The creative team synthesized this into a profound human and product truth: When you’re hungry, you’re not on your game. Snickers is substance that “sorts you out.”

They didn’t just find a data point. They designed a narrative. And the world responded:

  • Recognition: The ad topped the USA Today Ad Meter as the #1 Super Bowl spot.
  • Buzz: It generated over 91 days of media coverage from a single 30-second spot and 400 million unpaid media impressions—a value of $28.6 million, or 11.4 times the initial investment.
  • Effectiveness: It won an EFFIE for both creativity and marketing effectiveness helping sales of Snickers increase $376m during the two-year period from 2010-2012
  • Bottom Line: Sales grew by 15.9% in the first year, increasing market share in 56 of its 58 global markets.
Number one in the Super Bowl ad ratings and still engaging today. Click on the image to view the Snickers Super Bowl ad in YouTube.

Math, Confirm Magic

After my advertising creative career, I entered academia as a professor. One of the first academic studies I did was on this very phenomenon. My research partner Michael Coolsen and found “For Brands, A Little Drama is a Good Thing.

Our research proved telling complete stories following a five act form increases Super Bowl ad ratings and YouTube shares and views. We used the “Math” of academic research to confirm the “Magic” of storytelling. A Narrative Brain isn’t just a creative preference. It’s a measurable business driver.
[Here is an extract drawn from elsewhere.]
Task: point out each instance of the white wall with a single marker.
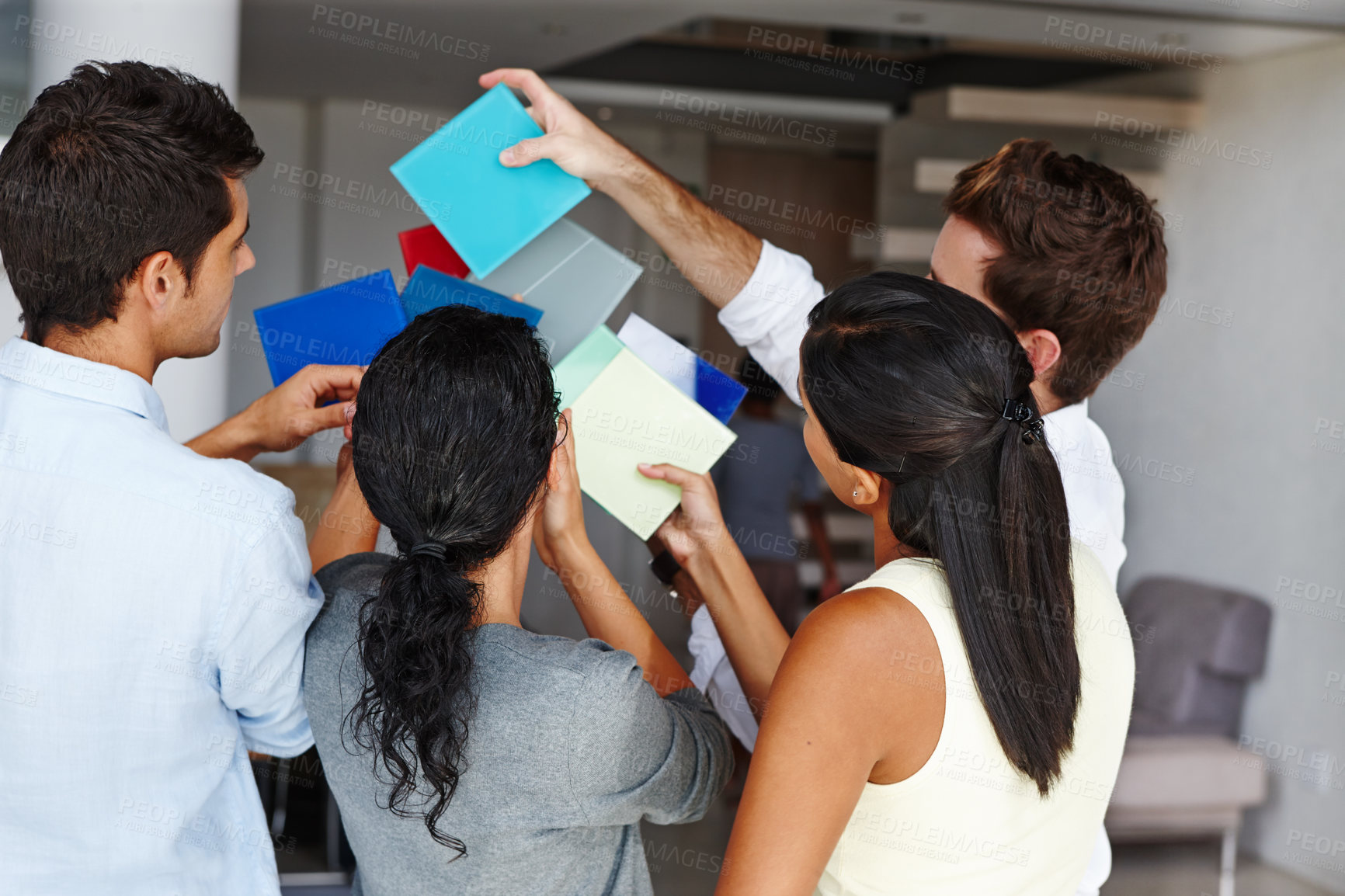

For years people were searching for the magic bullet that will make a Super Bowl ad a hit or a YouTube video go viral. Was it celebrities, or animals, humor or … ? We found that all that doesn’t matter, even putting the brand in the last 10 seconds of the spot or video. What matters is telling a complete story.

This aligns with Angus Fletcher’s research on the Narrative Brain which shows the human mind isn’t a logic processor. It’s a story processor. While AI is stuck in the world of probability (what usually happens), the human brain is built for narrative intuition (imagining what could happen) – our “Primal Intelligence.”

Our Human Edge

This is the approach we’re exploring in the Markets, Innovation & Design program at Bucknell University. We’re not “anti-data.” We’re “pro-human integration.” The spreadsheet is the starting line, not the finish line. We also integrate with the liberal arts, so our students don’t just learn “business.” They pull from broad disciplines such as psychology, sociology, and literature to understand the human “Territory.”

  1. Analyze the Map: Use data and analytics to see where the market is.
  2. Enter the Territory: Use empathy and observation to find the human insight.
  3. Make the Creative Leap: Move from Correlation (Map) to Conjecture ( Driver) to design a future the data hasn’t seen.

Unpredictable as a Competitive Advantage

The market is currently punishing companies that look like they can be replaced by an algorithm. The antidote to that fear is a more balanced approach to business.

We need the Map-makers to show us where we are, but we need the Narrative Designers to decide where we’re going. The most successful strategies, the ones that win the Super Bowl ads and dominate markets, aren’t found in a “best-practice” log. They’re designed by people who look at the Map and then choose to drive somewhere the Map never saw coming.

About This Post’s Creation It was developed in partnership with Gemini and Claude. AI helped bridge the market news with my last post, the core perspective, first hand experience and research insights remains my own.